Bedanke mich für Deine Hinweise und hoffe, ich konnte Deine  “Schockstarre” ein wenig lockern bzw. in die Richtung lenken, in die sie gehört, wenn wir den verlorenen Boden durch die rot-grüne sog. “Reformpolitik” wieder gut machen wollen.

Im Übrigen denke ich, Du bist darüber informiert, dass wir es geschafft
haben durch die Riestersche Absenkung des Rentenniveaus und einen Teil der Hartz Reformen die durchschnittliche gesetzliche Altersrente bereits jetzt auf unter 890 Euro (für Männer) zu drücken.

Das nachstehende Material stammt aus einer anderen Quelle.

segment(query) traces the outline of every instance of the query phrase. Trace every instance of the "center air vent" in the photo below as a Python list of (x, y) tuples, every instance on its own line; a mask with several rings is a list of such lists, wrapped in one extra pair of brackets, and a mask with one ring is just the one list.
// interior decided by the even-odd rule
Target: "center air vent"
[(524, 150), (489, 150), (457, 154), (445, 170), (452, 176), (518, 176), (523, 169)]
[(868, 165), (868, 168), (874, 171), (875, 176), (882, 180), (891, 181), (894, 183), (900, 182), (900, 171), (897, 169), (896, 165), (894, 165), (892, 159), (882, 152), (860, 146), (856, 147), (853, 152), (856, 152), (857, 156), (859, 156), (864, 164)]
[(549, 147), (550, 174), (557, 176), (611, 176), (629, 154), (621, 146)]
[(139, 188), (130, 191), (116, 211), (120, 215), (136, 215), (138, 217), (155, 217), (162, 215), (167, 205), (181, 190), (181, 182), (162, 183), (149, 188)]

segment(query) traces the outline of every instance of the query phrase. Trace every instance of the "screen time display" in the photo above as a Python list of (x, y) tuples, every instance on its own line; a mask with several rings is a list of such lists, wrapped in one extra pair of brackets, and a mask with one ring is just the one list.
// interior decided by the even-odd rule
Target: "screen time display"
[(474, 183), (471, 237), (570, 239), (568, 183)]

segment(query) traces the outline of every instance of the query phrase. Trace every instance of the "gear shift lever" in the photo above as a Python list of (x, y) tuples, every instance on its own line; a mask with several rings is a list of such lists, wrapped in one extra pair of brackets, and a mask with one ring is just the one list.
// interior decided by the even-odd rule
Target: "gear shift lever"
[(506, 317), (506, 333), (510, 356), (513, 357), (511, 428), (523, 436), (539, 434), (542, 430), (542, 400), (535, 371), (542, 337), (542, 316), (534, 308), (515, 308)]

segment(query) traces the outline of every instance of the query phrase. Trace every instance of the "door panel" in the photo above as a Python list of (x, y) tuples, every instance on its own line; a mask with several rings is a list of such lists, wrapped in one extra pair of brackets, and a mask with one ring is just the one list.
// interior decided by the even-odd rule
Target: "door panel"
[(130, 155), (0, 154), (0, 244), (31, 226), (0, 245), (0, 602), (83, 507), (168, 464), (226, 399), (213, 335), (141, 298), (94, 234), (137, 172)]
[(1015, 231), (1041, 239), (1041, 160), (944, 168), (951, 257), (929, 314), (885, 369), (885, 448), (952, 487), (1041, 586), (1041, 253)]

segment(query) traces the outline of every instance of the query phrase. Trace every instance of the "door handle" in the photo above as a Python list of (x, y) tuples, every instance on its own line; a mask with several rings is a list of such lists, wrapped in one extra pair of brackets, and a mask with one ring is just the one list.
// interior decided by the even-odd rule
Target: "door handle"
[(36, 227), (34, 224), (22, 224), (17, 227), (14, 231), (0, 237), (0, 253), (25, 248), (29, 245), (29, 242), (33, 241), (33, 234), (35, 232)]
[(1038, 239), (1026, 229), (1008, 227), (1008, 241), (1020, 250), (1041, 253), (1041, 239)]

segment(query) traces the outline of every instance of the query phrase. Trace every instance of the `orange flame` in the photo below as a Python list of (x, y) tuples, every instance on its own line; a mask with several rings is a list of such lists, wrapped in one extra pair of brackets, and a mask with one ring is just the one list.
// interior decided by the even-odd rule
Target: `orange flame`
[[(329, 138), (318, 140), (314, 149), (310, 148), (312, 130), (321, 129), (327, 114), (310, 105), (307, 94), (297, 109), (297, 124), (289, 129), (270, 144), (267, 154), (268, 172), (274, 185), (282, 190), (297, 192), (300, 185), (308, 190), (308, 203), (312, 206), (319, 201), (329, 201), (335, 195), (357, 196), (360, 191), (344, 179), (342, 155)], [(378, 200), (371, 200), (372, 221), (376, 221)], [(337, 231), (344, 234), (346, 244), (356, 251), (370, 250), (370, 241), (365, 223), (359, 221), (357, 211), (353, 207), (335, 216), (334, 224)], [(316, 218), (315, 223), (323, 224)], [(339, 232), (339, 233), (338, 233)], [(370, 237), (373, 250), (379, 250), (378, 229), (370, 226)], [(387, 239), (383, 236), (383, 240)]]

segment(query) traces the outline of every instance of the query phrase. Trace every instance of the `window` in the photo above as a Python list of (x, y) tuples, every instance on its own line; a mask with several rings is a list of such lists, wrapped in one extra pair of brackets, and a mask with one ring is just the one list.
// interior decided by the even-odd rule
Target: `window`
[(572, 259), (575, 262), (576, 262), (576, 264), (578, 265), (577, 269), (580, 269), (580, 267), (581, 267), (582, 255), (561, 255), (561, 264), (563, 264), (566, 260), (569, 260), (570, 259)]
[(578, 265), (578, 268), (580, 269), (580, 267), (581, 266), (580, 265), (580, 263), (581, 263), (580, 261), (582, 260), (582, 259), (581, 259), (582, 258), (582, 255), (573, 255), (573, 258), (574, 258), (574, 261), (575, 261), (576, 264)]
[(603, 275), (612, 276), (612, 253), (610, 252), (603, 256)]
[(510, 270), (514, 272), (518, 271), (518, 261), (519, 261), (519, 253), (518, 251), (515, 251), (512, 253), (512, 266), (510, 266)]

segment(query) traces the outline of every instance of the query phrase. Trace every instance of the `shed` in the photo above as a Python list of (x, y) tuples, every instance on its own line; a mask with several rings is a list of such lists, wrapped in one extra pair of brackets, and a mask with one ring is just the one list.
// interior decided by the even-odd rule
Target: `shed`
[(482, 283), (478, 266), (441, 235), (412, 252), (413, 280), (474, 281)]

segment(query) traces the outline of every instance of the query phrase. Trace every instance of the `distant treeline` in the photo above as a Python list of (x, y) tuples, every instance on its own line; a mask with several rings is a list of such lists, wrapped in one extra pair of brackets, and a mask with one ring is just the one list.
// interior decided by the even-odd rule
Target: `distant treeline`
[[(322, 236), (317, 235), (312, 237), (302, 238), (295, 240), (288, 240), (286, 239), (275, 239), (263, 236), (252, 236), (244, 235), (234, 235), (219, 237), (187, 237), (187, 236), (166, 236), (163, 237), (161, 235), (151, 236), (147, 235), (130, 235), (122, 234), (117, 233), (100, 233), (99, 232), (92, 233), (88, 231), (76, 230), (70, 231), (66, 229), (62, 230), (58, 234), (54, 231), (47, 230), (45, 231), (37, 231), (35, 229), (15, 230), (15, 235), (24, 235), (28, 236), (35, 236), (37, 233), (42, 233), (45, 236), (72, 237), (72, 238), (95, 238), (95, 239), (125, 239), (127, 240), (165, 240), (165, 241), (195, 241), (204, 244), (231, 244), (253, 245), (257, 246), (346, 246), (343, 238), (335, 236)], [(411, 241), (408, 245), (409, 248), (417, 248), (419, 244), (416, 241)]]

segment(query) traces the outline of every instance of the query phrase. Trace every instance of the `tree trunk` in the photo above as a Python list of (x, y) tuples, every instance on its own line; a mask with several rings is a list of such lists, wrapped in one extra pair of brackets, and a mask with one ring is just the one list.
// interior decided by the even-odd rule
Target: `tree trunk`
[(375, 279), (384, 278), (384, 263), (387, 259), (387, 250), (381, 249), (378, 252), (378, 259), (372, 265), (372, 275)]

Bitte zu bedenken, dass ich immer von einem Teil der Hartz Reformen als
Grundlegung für die Ausweitung der Niedriglohnsektoren und Altersarmut
spreche (vor allem die Ausweitung von Minijobs, Leiharbeit und natürlich die Pressionen für ALG II Empfänger jede zumutbare Arbeit anzunehmen, wobei die Zumutbarkeit auch gegeben ist, wenn das Einkommen bis zu 30 Prozent unter den tariflichen oder ortsüblichen Löhnen liegt.)

Darüberhinaus gibt es Teile der Hartz Reformen, insbesondere die Neuorganisation der Dienste der Bundesagentur für Arbeit, die ich sehr positiv bewerte, und die zu der guten Entwicklung der Beschäftigung auch in Krisenzeiten beigetragen haben.

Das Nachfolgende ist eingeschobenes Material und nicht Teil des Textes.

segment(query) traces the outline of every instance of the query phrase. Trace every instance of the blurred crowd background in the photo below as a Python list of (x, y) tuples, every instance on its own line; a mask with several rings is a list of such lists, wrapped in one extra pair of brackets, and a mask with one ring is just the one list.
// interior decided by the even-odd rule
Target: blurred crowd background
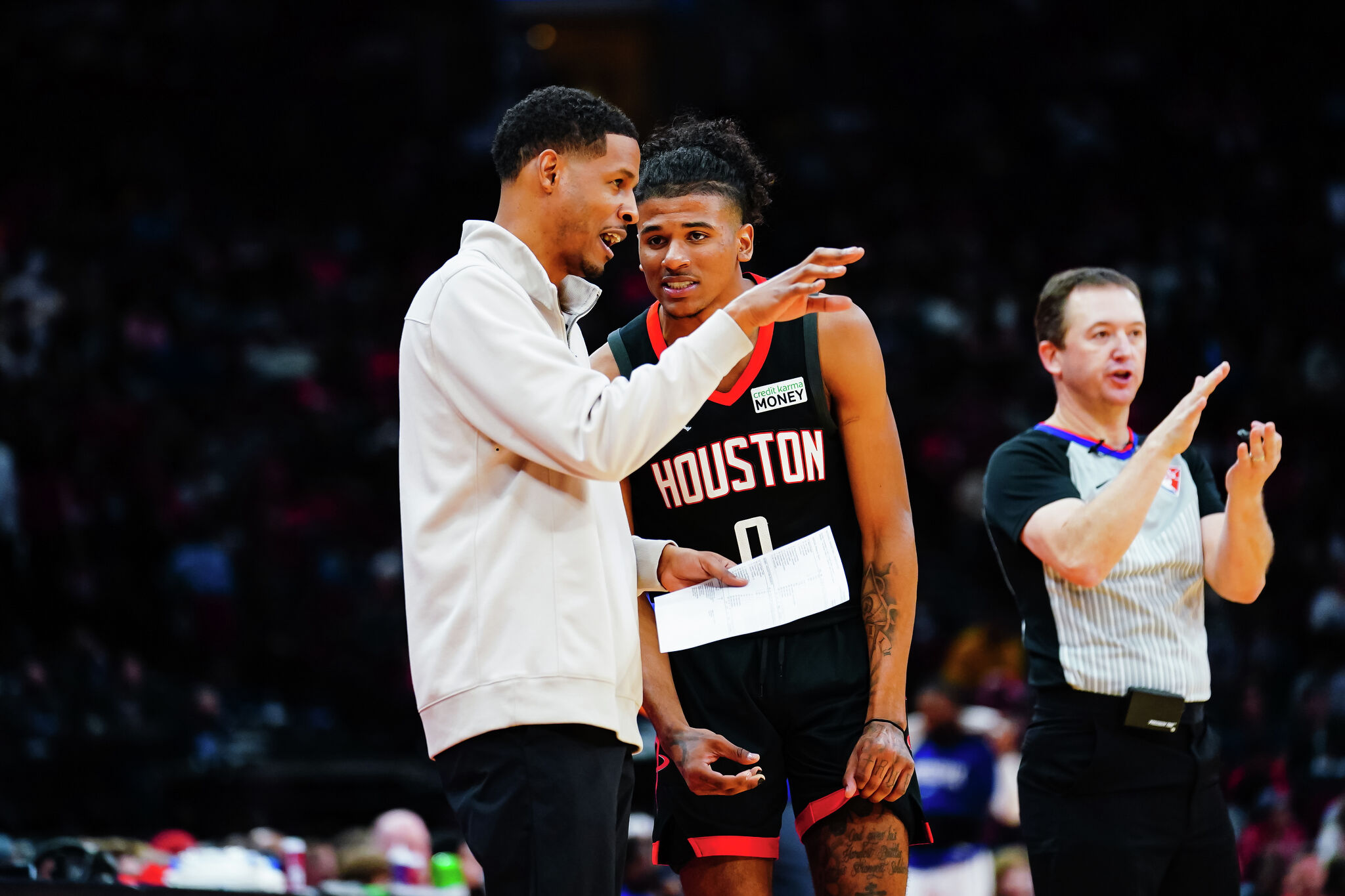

Solltest Du bereit sein, Dich mit diesen Bewertungen auseinanderzusetzen, empfehle ich Dir meine Web-Seite www.engelen-kefer.de und mein Mitte 2011 veröffentlichtes Vorwärts-Buch “Stoppt die Spaltung der Gesellschaft: Schwarz-Gelb auf dem Prüfstand”, sowie meine Ende 2009 erschienene Autobiographie “Kämpfen mit Herz und Verstand”, Fackelträger Verlag, Köln 2009.

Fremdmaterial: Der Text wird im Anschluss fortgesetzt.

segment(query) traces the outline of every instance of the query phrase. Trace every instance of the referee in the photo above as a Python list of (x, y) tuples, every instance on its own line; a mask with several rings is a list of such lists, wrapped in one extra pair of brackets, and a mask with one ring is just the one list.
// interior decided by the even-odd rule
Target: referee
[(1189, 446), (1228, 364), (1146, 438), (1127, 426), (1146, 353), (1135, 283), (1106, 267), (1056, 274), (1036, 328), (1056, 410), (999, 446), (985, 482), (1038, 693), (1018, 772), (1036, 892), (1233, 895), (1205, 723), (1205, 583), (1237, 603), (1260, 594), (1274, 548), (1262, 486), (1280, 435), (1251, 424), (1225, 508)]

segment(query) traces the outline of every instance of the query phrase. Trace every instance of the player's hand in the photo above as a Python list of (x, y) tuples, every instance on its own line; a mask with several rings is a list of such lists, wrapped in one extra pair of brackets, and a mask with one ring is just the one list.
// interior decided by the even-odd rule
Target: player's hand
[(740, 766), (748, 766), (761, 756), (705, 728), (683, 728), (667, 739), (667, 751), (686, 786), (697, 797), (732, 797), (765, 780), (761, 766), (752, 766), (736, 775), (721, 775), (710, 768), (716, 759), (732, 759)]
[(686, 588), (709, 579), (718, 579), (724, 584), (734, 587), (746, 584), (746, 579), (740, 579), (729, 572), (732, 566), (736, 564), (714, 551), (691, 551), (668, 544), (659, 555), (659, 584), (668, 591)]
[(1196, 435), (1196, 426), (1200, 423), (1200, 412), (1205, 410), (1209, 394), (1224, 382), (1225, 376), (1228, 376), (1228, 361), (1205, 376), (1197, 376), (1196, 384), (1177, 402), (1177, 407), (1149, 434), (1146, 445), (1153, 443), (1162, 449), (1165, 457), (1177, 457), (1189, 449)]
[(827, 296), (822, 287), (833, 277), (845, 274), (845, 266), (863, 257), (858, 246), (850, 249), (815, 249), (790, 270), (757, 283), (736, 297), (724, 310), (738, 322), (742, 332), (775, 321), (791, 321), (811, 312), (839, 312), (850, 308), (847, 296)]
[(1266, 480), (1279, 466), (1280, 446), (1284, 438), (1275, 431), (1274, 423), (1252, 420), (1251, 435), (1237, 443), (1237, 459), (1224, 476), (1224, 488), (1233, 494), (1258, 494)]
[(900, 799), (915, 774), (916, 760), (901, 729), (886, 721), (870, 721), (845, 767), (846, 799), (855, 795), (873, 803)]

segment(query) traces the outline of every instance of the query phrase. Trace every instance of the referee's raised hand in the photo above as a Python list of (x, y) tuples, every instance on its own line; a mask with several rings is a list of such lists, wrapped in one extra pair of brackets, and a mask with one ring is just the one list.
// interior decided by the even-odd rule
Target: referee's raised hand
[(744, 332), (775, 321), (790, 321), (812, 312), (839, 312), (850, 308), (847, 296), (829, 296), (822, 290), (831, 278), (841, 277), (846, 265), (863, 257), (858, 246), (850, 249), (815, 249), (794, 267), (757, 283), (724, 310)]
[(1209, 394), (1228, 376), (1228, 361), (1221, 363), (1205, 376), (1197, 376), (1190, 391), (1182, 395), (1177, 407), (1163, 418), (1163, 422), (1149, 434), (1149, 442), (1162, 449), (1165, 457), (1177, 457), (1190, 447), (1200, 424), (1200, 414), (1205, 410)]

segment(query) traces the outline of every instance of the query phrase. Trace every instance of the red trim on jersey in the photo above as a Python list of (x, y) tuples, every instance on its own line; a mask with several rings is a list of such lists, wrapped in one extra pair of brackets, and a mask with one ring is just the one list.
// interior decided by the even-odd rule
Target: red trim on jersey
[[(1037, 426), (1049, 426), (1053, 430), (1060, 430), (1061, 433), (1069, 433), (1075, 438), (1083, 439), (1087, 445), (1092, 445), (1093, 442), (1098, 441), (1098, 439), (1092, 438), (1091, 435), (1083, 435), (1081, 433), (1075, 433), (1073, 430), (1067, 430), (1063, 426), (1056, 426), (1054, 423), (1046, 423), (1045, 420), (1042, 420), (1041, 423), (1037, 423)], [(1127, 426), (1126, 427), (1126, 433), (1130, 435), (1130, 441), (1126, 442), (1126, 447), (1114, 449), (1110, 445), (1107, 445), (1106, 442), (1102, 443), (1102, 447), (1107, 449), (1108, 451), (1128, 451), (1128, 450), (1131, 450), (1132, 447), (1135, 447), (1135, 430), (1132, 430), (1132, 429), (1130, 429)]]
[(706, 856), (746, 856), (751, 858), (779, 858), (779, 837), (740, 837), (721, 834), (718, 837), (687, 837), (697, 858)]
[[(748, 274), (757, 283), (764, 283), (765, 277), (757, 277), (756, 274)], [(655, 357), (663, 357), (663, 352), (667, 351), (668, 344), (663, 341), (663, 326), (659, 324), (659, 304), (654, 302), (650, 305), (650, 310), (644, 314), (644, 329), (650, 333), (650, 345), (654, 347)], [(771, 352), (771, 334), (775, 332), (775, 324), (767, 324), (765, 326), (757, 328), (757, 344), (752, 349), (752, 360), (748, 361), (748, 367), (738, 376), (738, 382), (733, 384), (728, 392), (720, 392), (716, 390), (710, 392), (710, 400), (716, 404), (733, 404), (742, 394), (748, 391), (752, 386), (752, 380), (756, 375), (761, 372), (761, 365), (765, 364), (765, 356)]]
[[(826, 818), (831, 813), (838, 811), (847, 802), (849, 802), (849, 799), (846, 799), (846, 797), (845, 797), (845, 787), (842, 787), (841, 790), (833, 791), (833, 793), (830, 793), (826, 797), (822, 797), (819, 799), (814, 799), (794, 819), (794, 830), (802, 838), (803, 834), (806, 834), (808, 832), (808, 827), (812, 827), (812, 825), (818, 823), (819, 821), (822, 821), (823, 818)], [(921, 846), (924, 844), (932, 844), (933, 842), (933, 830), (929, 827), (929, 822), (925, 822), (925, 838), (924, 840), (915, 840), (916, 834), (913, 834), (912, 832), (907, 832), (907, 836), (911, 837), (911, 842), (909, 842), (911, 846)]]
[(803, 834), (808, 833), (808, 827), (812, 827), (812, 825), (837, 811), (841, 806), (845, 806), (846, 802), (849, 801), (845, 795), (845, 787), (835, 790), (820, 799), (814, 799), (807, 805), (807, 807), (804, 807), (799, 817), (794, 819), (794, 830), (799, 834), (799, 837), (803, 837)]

In meiner Autobiographie habe ich die Auseinandersetzungen zwischen Rot-Grün – vor allem Schröder, Riester und Clement – und den Sozialpolitikern in den DGB Gewerkschaften sowohl bei den Riester-Renten-Reformen wie bei den Hartz-Gesetzen detailliert beschrieben. Solltest Du Interesse daran haben, schicke ich Dir auch gerne ein Exemplar zu.

Mit besten Wünschen für “schockfreie” Feiertage und ein Gutes Neues Jahr im Sinne der von unserem Kanzlerkandidaten Steinbrück beschworenen Sozialen Gerechtigkeit.

Ursula Engelen-Kefer

Dr. Ursula Engelen-Kefer war von 1990 bis 2006 stellvertretende DGB-Vorsitzende und von 1984 bis 1990 Vizepräsidentin der damaligen Bundesanstalt für Arbeit. Von 1980 bis 1984 leitete sie die Abteilung Arbeitsmarktpolitik einschließlich der Internationalen Sozialpolitik beim DGB. Heute arbeitet sie als Publizistin in Berlin (www.engelen-kefer.de).